Já Mary del Priori dá fundamentos à paixão de D. Pedro I por Domitila em “A carne e o sangue”: “Não podendo pelo verdadeiro e sincero amor que lhe tenho deixar de procurar todas as ocasiões a te ver”. Vigiava a amante através de um binóculo. Digladiavam-se em ciumeiras: “Eu já não namoro mais ninguém depois que lhe dei minha palavra de honra (...)”. Em outubro, o imperador assinou o título que ascendia a já viscondessa de Santos a marquesa, “por merecimento próprio”. Para Leopoldina era o que bastava. No dia 23 do mesmo mês, ela pediu que fosse comunicado a seu pai: era extremamente infeliz. Conforme reproduz Gomes em “1808”, o cronista francês Étienne Victor Arago, que esteve no Rio entre 1817 e 1820 a bordo da corveta Uranie, relatou sua impressão sobre a rainha Carlota Joaquina, mulher de D.

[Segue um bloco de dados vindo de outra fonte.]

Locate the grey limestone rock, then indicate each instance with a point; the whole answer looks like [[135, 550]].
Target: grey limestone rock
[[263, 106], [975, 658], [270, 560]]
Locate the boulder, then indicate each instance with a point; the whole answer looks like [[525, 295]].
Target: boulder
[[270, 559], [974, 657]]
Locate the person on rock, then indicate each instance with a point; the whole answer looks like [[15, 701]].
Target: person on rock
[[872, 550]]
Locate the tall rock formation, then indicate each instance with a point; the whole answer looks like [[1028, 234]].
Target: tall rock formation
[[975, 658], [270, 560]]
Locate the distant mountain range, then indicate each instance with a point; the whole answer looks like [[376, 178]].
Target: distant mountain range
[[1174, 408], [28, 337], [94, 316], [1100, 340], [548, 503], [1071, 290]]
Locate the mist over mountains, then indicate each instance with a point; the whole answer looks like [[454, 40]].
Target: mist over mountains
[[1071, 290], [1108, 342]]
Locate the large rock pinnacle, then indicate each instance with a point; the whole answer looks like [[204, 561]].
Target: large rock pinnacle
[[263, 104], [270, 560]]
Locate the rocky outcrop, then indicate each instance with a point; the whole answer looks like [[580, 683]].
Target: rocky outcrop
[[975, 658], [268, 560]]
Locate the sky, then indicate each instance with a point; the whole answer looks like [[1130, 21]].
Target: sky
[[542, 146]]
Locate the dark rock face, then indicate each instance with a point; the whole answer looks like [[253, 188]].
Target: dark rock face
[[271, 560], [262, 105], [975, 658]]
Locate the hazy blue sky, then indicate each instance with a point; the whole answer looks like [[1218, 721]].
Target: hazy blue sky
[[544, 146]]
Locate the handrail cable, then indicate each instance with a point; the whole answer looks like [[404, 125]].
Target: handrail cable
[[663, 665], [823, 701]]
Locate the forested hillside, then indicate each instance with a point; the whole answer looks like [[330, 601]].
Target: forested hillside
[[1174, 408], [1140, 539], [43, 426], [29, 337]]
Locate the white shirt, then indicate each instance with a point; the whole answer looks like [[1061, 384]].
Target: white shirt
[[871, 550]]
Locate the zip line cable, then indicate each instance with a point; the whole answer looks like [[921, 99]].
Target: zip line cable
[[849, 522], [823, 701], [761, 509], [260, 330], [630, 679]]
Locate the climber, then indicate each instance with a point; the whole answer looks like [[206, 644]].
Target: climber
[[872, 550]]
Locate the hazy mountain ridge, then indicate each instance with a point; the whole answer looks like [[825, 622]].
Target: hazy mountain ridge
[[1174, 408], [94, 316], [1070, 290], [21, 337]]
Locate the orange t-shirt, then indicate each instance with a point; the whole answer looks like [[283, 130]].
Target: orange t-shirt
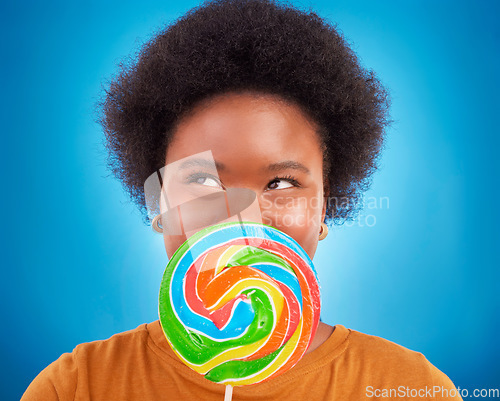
[[140, 365]]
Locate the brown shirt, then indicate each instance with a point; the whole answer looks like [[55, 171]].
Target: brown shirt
[[139, 365]]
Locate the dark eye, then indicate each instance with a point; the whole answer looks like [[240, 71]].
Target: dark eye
[[283, 182], [205, 179]]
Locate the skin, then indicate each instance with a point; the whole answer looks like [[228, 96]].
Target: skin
[[247, 133]]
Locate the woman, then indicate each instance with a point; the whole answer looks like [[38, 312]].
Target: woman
[[284, 110]]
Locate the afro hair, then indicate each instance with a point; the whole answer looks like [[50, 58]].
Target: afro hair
[[239, 45]]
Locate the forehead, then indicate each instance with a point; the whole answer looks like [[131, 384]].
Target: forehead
[[245, 128]]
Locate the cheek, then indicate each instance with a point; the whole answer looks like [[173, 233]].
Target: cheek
[[299, 217]]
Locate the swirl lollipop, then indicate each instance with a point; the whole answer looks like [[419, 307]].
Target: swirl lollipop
[[239, 303]]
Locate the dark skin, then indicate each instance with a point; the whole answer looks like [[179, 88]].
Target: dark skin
[[267, 145]]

João VI, em recepção no Paço São Cristóvão: “Vestia-se como uma cigana, dentro de uma espécie de camisola toda pregada com alfinetes. Os cabelos despenteados, em fúria, viúvos de pente, atestavam a ausência de um cabeleireiro no paço ou de um zeloso camarista”. Ainda segundo “1808”, o historiador Tobias Monteiro traz uma informação pitoresca sobre a intimidade do rei (D. João VI). “Os quartos do Paço de São Cristóvão se abriam para uma varanda. Em sala contígua, ele recebia visitas e despachava com ministros e oficiais. Como a sala era o único acesso ao quarto real, os criados tinham de passar por ela quando esvaziavam os penicos usados por D. João VI. (...) Para evitar constrangimentos, os vasos eram cobertos por uma tampa de madeira, emoldurada por uma cortina de veludo encarnado”.

Voltando a “1822” de Gomes, em outro episódio ocorrido antes da cena anterior, foi do Palácio da Quinta da Boa Vista que D. Pedro saiu às dez horas em 12 de outubro de 1822, acompanhado por D. Leopoldina e pela filha mais velha do casal, a princesa Maria da Glória, rumo ao Campo de Santana. Ali, foi aclamado imperador em uma manhã chuvosa, aos 24 anos completados naquele dia, 15 dos quais passados no Brasil: “Era uma consagração popular como nunca se vira no Brasil. Muitas pessoas se abraçavam e choravam (...) o próprio imperador também chorou”. Outro momento de destaque foi o nascimento de D. Pedro II, em 2 de dezembro de 1825. 

Mary del Priore revela outros detalhes sobre o palácio. “Quando os jovens esposos chegaram ao Palácio de São Cristóvão, o rei disse a Leopoldina: “Espero que este aposento, embora mobiliado simplesmente, vos seja agradável”. As instalações sem luxo algum tinham sido recentemente remodeladas. E a explicação servia para esclarecer o atraso da vinda do admirável mobiliário encomendado em Paris.